Unsurprisingly, it depends on which law you think they're supposed to follow, for the law does, in fact, vary across different countries.

John Kay outlines what is true for UK based companies in the FT:

Do companies have a duty to their shareholders to minimise the amount of tax they pay? Even if this involves engaging in complex and artificial schemes that shift profits to jurisdictions in which little or no tax is payable?

Under the 2006 Companies Act, directors of British companies are required to promote the success of the business for the benefit of its members (the shareholders). In doing so, they must have regard to six specific factors: the long-term consequences of their decisions; the interests of employees; relationships with suppliers and customers; the impact of corporate activities on the community and the environment; the company’s reputation for high standards of business conduct; and the need for fairness between different members of the company.

He goes on to conclude that companies domiciled (i.e., where the top, holding, company is) in the UK do not have a duty to aggressively dodge tax, although obviously they should prudently manage their affairs when it comes to taxation.

Unfortunately that doesn't really get us very far. A UK-domiciled company will actually find it very difficult to dodge tax. Delaying having to pay it, yes, this is easy enough, but actually dodging it altogether is, or was until very recent changes, damn near impossible.

Take the Vodafone case as an example. They made a bunch of money in Germany selling phones to Germans from German shops. They stashed that money in Luxembourg and Private Eye then claimed they owed £6bn in tax on it. No one else thought there was a £6bn bill: neither Vodafone nor HMRC did, anyway, but the Eye reckoned that if the law was different from what it actually is at present then there could, in an alternative universe, be a £6bn bill: and that's the number everyone believes.

The actual argument that went through the courts was whether EU law prevailed (no tax payable) or UK law did (some might have been). Vodafone won on a couple of points, but not all. The final result was a Voda-favouring draw and no one really wanted to appeal that decision all the way. HMRC was worried that if Voda won, then there were hundreds of other companies about to make the same, winning, argument against them. Thus came about the deal that ex-HMRC head Dave Hartnett has been so vilified over: he told Vodafone, cough up £1.2bn and we'll forget about it.

Except that's not actually what the deal was. Vodafone agreed that it would bring some of that money into the UK from Luxembourg so that it could pay it out as a dividend to its shareholders. Everyone agrees that if you, as a UK domiciled company, bring your offshore profits into the UK then you've got to pay the tax due on them. Which is what Vodafone did.

More importantly: you cannot get your offshore-stashed profits into the hands of your shareholders unless you do bring them back to the UK and pay the corporation tax due on them. Given that the whole point of being a company is to send money to your shareholders, as a UK company you cannot actually dodge tax by stashing it offshore. You can only delay having to pay it until you repatriate your profits to Blighty.

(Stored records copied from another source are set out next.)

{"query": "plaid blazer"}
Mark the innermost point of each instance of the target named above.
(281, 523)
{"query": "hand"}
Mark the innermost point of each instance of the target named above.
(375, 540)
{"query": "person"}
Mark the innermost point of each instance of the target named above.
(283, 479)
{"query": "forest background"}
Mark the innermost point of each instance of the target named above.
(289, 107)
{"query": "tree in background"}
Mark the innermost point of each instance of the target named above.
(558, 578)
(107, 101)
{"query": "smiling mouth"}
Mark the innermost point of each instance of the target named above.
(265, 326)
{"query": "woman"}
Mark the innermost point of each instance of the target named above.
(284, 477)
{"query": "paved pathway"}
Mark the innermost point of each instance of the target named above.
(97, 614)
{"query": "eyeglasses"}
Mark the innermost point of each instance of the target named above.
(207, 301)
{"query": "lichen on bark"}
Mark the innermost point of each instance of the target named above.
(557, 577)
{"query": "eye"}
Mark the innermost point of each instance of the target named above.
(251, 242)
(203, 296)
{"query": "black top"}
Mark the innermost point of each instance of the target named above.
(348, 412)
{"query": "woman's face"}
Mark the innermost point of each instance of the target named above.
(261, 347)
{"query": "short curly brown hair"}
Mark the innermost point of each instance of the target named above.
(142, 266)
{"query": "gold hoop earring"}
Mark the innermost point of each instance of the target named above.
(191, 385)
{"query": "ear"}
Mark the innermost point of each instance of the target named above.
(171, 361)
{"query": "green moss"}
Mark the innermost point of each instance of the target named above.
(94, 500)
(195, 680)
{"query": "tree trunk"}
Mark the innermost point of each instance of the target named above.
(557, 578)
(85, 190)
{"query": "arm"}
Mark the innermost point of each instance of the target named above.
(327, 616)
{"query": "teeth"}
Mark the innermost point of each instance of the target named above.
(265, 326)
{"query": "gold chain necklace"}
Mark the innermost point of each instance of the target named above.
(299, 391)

Tax dodging by UK-based companies is, therefore, quite difficult.

What non UK-based companies do in Britain is rather different. Apple, Facebook, Google and the rest are taking advantage of another set of EU rules. In order to sell your wares in an EU member state, you only need to have one company within your multi-firm empire based in any one of the 27 EU member states. The Single Market is supposed to be a single market, after all. Selling from Ireland to France is, under the EU's rules, supposed to be no different from selling Dorset produce to Somerset. And you pay your corporation tax wherever that one EU company is based.

Ireland does have a low tax rate of 12.5 per cent. But that isn't why all the big companies have subsidiaries there. Nor does Ireland offer special low rates for those with the gall to ask for them. The secret of getting really low rates in Ireland is that Ireland only taxes the profits actually made in Ireland. The profits you make selling in France just aren't taxed by Dublin: what you sell in Wexford is, but not Warsaw.